Vinegar Jokes

Following is our collection of funnies and chistes working better than reddit. They include Vinegar puns, dirty or clean gags suitable for kids, that are actually fun like the best witze.

The Best jokes about Vinegar

What do you call a sour black guy?

A vinegar

A beetle was happily eating a cucumber, but then the cucumber suddenly was immersed in vinegar

As the beetle started to burn it thought, *"Uh oh, now I'm really in a pickle."*

A truck carrying olive oil crashed into a truck carrying red wine vinegar, inside a nudist camp

First responders reported that everyone nearby was well dressed

Big truck accident

A large truck was hauling water. Next thing I know, a truck hauling vinegar smashed into the water truck. It was very loud, all I could hear was a large *douche*!

Why does Ms. Piggy use honey and vinegar douche?

Because Kermit likes sweet and sour pork.

A spill

While doing a lab experiment I was listening to music by a band who's bassist was a known drug abuser.
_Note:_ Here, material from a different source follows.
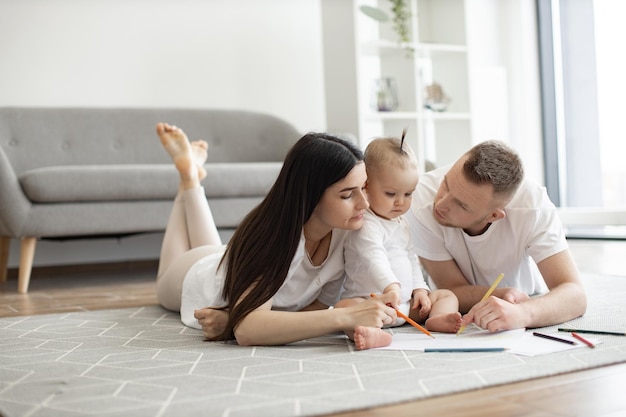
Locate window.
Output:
[537,0,626,237]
During his solo, I slipped on some spilled vinegar & lost my grip on a beaker full of sodium hydroxide.
Looks like while he was tripping on acid dropping the bass, I was tripping on acid dropping the base

I was trapped inside a cucumber, then it fell into vinegar

Now I'm really in a pickle.

What's your favorite preservative salt, vinegar, lemon?

Mine's embalming fluid.

My girlfriend said she wanted to experiment more in the bedroom...

I don't know why she got so mad when I put my baking soda and vinegar volcano next to the nightstand.
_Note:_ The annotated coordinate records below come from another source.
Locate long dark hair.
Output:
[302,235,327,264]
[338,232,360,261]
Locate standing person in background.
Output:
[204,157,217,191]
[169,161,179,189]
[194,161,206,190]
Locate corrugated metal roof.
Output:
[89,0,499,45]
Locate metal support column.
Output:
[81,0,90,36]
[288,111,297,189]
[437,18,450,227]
Some of the machinery and conveyor belts started to collapse and break inside the vinegar factory.

Some of the machinery and conveyor belts started to collapse and break inside the vinegar factory.

It was the biggest maltdown they had ever ever experienced

I asked a blonde why was she spraying vinegar on her face.
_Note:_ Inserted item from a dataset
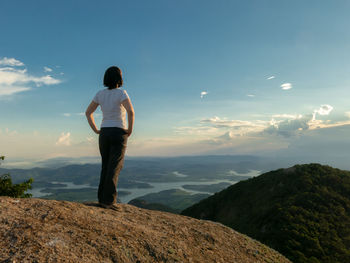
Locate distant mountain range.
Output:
[182,164,350,263]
I do it so I won't be so basic, she replied.

I really dislike the "N" word...

I don't even like saying vinegar.

What sound was made when a water truck collided with a vinegar truck?


A man was arrested today after he beat a woman half to death with a bag of chips

Police are calling it assault and vinegar.

Why did Mother Vinegar let her daughter date Moldy Melon?

Because he was well cultured.

Why does Miss Piggy douche with sugar and vinegar?

Because Kermit the frog likes to eat sweet and sour pork.

What is the sourest type of fish?

The Vine*GAR*.

Time flies like an arrow

But fruit flies like vinegar.

"May I have some vinegar?"

"Sorry, we don't serve racists here."

A black guy and a white guy walk into a bar

The white guy sits down with the black guy and asks "Hey could you pass me the Vinegar?". The black guy responds with "What's a Vin?"

If two tanker trucks collide at an intersection, ones scarring water, the other is carrying vinegar, what sound do they make?


My neighborhood is so politically correct...

...they consider it a hate crime to misspell vinegar.

You are such a douchebag...

That your favorite potato chip flavor is salt n vinegar and all you have to get is salted chips.

I don't like vinegar.

It's racist.

Use only working piadas for adults and blagues for friends.